Department of Biochemistry, University of Cambridge, Cambridge CB2 1GA, United Kingdom.
J Biol Chem. 2011 Jan 14;286(2):1196-203. doi: 10.1074/jbc.M110.195842. Epub 2010 Nov 2.
Chromatin-modifying complexes such as the NuRD complex are recruited to particular genomic sites by gene-specific nuclear factors. Overall, however, little is known about the molecular basis for these interactions. Here, we present the 1.9 Å resolution crystal structure of the NuRD subunit RbAp48 bound to the 15 N-terminal amino acids of the GATA-1 cofactor FOG-1. The FOG-1 peptide contacts a negatively charged binding pocket on top of the RbAp48 β-propeller that is distinct from the binding surface used by RpAp48 to contact histone H4. We further show that RbAp48 interacts with the NuRD subunit MTA-1 via a surface that is distinct from its FOG-binding pocket, providing a first glimpse into the way in which NuRD assembly facilitates interactions with cofactors. Our RbAp48·FOG-1 structure provides insight into the molecular determinants of FOG-1-dependent association with the NuRD complex and into the links between transcription regulation and nucleosome remodeling.

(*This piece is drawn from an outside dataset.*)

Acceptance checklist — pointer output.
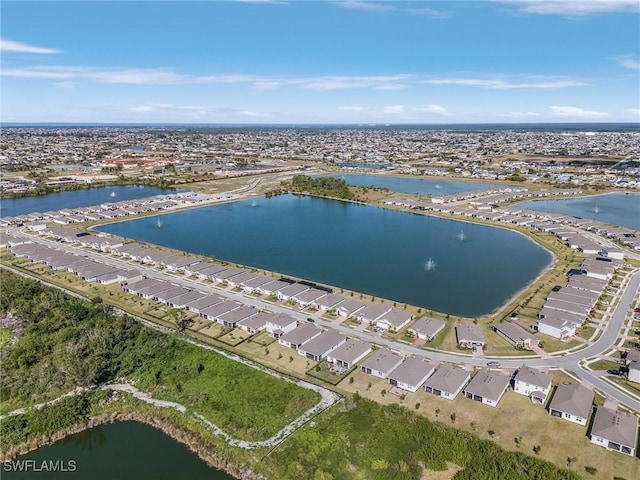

染色质修饰复合物,如 NuRD 复合物,通过基因特异性核因子被招募到特定的基因组位点。然而,总的来说,对于这些相互作用的分子基础知之甚少。在这里,我们呈现了分辨率为 1.9 Å 的 NuRD 亚基 RbAp48 与 GATA-1 辅助因子 FOG-1 的 N 端 15 个氨基酸的晶体结构。FOG-1 肽与 RbAp48 β-推进器顶部的带负电荷的结合口袋接触,该口袋与 RpAp48 接触组蛋白 H4 的结合表面不同。我们进一步表明,RbAp48 通过与 FOG 结合口袋不同的表面与 NuRD 亚基 MTA-1 相互作用,这为了解 NuRD 组装如何促进与辅助因子的相互作用提供了第一印象。我们的 RbAp48·FOG-1 结构提供了对 FOG-1 依赖性与 NuRD 复合物结合的分子决定因素的深入了解,以及转录调控和核小体重塑之间的联系。